Wednesday 16 October 2013

Vietnamese Poached Chicken with Dipping Sauces (and leftovers)

I think this is an “occasion dish”. The boy is moving the coffee table back and laying a rug down so we can eat this on cushions on the floor.

1 whole free-range organic chicken
A handful coriander, roughly torn

Ginger Lime Dipping Sauce
1tsp chopped garlic
3 small chillies, chopped
3tbsp sugar
3tbsp ginger, minced
1tsp fish sauce
2tbsp lime juice
3tbsp water

Sweet Soy Chilli Dipping Sauce
3tbsp sweet soy sauce
2tbsp water
1tbsp ginger, minced
1tsp chilli paste
2 red chillies in very thin rings

Steamed rice to serve
Steamed pak choi to serve, hoi sin sauce to dress it

The chicken is the star here so it needs to be better than good. Free range organic is expensive but it is so good you will end up stretching it over several meals.

Put about 4 litres of water into a large pan and once it reaches a rolling boil, lower the chicken in. Let it cook for 10 minutes, then turn off the heat and cover with the lid. Leave it for one hour to poach very gently. Nothing goes into the water – this will taste only of chicken; the rest of the flavours come from the dipping sauces.

Meanwhile make those dipping sauces. For the ginger/lime sauce, mash the garlic, chilli, sugar and ginger with a pestle and mortar, and then mix with the lime juice and water.  For the Sweet soy and chilli version, first make sure you have sweet soy, which contains molasses. I guess ketjap manis would do if you can’t find it but it may need more water to loosen it. Combine everything. Serve both dipping sauces in small elegant bowls.

Listen to a drama on Radio 4 with the boy. Get him to put the rice on while you steam the pak choi and sprinkle with a little bottled hoi sin sauce.

Lift the chicken out of its broth and wrap it in cling film so it doesn’t dry out. Juiciness is everything here. Let it rest and get cool enough to handle. While you could shred the meat off it’s more authentic to keep the bone in. Use a heavy cleaver to chop the meat into small, slightly larger than bite sized pieces. Garnish with the coriander.

To eat, pick up a piece with chopsticks, peel off the skin and dip into whichever sauce you prefer. I also have a small bowl of sriracha, though the boy isn’t touching it.

I’m doing three things with the leftovers, as the chicken is too good to waste.  Start with picking all the meat off the bones. The cat can have the bits that you can’t easily glean meat from, like the knuckles and wing tips.

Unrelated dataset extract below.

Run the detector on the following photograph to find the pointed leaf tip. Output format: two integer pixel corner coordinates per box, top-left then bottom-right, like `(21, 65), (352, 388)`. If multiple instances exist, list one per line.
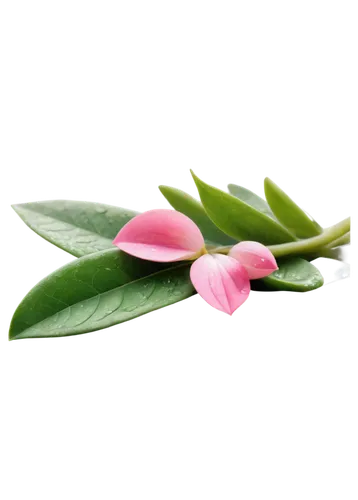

1)      Some of the shredded chicken is making fried rice, with the leftover rice and pak choi, with finely sliced spring onion and light soy. Add anything else you have like canned sweet corn, peas, mushrooms, sliced chillies or chopped green beans.
2)      Some of the chicken is being marinated in the ginger sauce and going in a baguette for the boy’s lunch, along with mayonnaise, grated carrot, diced cucumber, a deseeded chopped chilli  and coriander leaves
3)      The carcass and any remaining chicken is going back in its cooking broth with the green bits of the spring onions, above, more garlic, chillies, ginger, coriander stems and lemongrass . Strain. Put any obvious big bits of chicken back in the broth. Chuck in any finely chopped veg you have to hand.  Add king prawns and shitake mushrooms, with a good splash of soy  and garnish with coriander leaves for a warming soup.

I love the way the boy doesn’t notice this is 4 meals spun out from 1 chicken.